Der Zwergenbund befindet sich in der Phase der Industrialisierung und muss sich mit altbekannten Problemen herumplagen: Arbeitslosigkeit durch zunehmende Technisierung, Überbevölkerung, Verarmung ganzer Bevölkerungsgruppen, Expansions- und Eroberungsgedanken, Feindseligkeit gegenüber Fremden. All dies ist seltsam vertraut, genauso wie die von den Zwergen gemachten Erfindungen: Züge als schnellere Fortbewegungsmittel, beheizte Wohnräume, Gewehre mit Trommeln, sodass nicht nach jedem einzelnen Schuss nachgeladen werden muss. Ich fand es sehr irritierend, dass in diesem Buch einfach menschliche Erfindungen den Zwergen zugeschrieben wurden, ohne sich Neues auszudenken. Aber gleichzeitig wurden die fremdartigen und oft komplexen Gebräuche und Ansichten der Zwerge so detailliert beschrieben, dass ich als Leser zeitweise das Gefühl der Reizüberflutung hatte.

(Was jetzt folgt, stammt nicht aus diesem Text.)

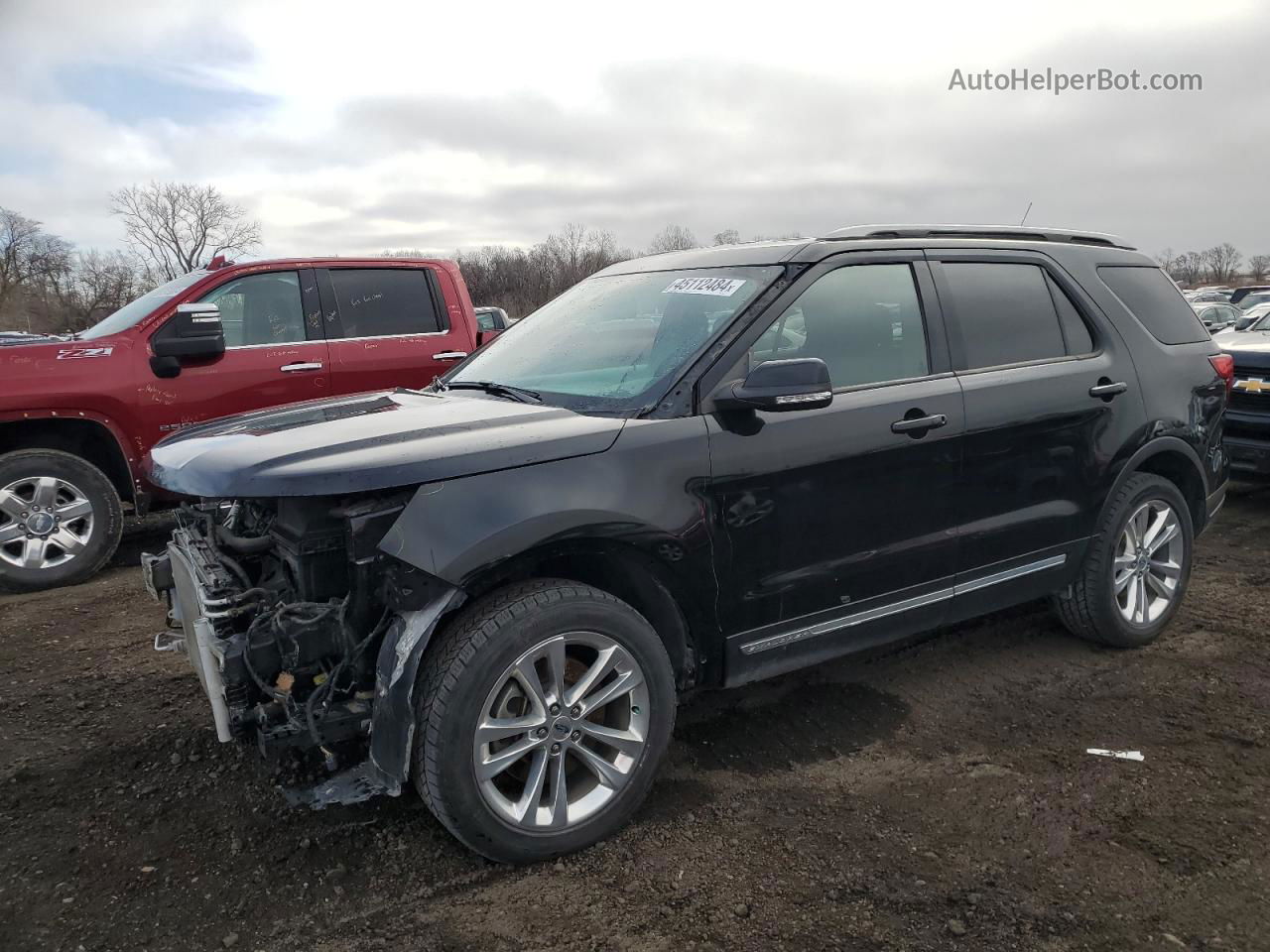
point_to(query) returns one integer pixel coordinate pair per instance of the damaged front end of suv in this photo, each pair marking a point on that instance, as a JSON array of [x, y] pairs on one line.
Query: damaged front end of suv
[[312, 575], [302, 636]]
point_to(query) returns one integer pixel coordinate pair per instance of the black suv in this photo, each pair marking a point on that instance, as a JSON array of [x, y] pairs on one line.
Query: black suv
[[1247, 420], [693, 470]]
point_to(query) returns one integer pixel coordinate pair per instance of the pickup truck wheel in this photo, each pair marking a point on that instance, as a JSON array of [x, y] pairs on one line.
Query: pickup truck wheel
[[543, 714], [60, 520], [1137, 567]]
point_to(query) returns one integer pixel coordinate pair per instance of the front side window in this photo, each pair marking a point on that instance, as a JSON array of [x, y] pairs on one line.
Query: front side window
[[1008, 313], [149, 302], [261, 308], [611, 343], [862, 320], [381, 302]]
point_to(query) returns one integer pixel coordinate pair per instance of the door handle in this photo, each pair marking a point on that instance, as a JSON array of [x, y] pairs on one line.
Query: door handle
[[1106, 390], [919, 424]]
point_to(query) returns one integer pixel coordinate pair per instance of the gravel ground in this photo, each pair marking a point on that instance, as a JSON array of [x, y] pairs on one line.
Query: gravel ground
[[934, 798]]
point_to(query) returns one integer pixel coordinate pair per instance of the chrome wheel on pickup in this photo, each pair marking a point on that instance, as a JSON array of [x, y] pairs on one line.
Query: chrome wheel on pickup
[[60, 520], [541, 715], [45, 522]]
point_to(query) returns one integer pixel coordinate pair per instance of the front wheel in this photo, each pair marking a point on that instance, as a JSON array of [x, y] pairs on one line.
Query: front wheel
[[60, 520], [543, 715], [1137, 569]]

Zudem fand ich unrealistisch, dass unter anderen Bedingungen die Entwicklung der Zwerge sowie ihre Erfindungen genau den gleichen Verlauf nehmen wie in der dem Leser bekannten Welt. Das mag eine tiefgründigere Botschaft sein: dass sich gewisse Ereignisse und Ansichten auch durch unterschiedliche Systeme nicht unterdrücken lassen. Ich fand das jedoch sehr unglaubwürdig, dass sich Entwicklungen unter derart unterschiedlichen Gegebenheiten so gleichen sollten.
Ich hatte schon zu Anfang Schwierigkeiten, in das Buch hineinzufinden und konnte auch zu den Charakteren kaum eine Beziehung aufbauen, weil ich das Buch zu überladen fand und es mir sehr viel Konzentration abforderte. Bei diesem Buch jedenfalls hat mich die Leseprobe etwas fehlgeleitet und ich mußte mir eingestehen, dass diese Art von Fantasy nicht nach meinem Geschmack ist. Daher werde ich die Folgebände nicht lesen.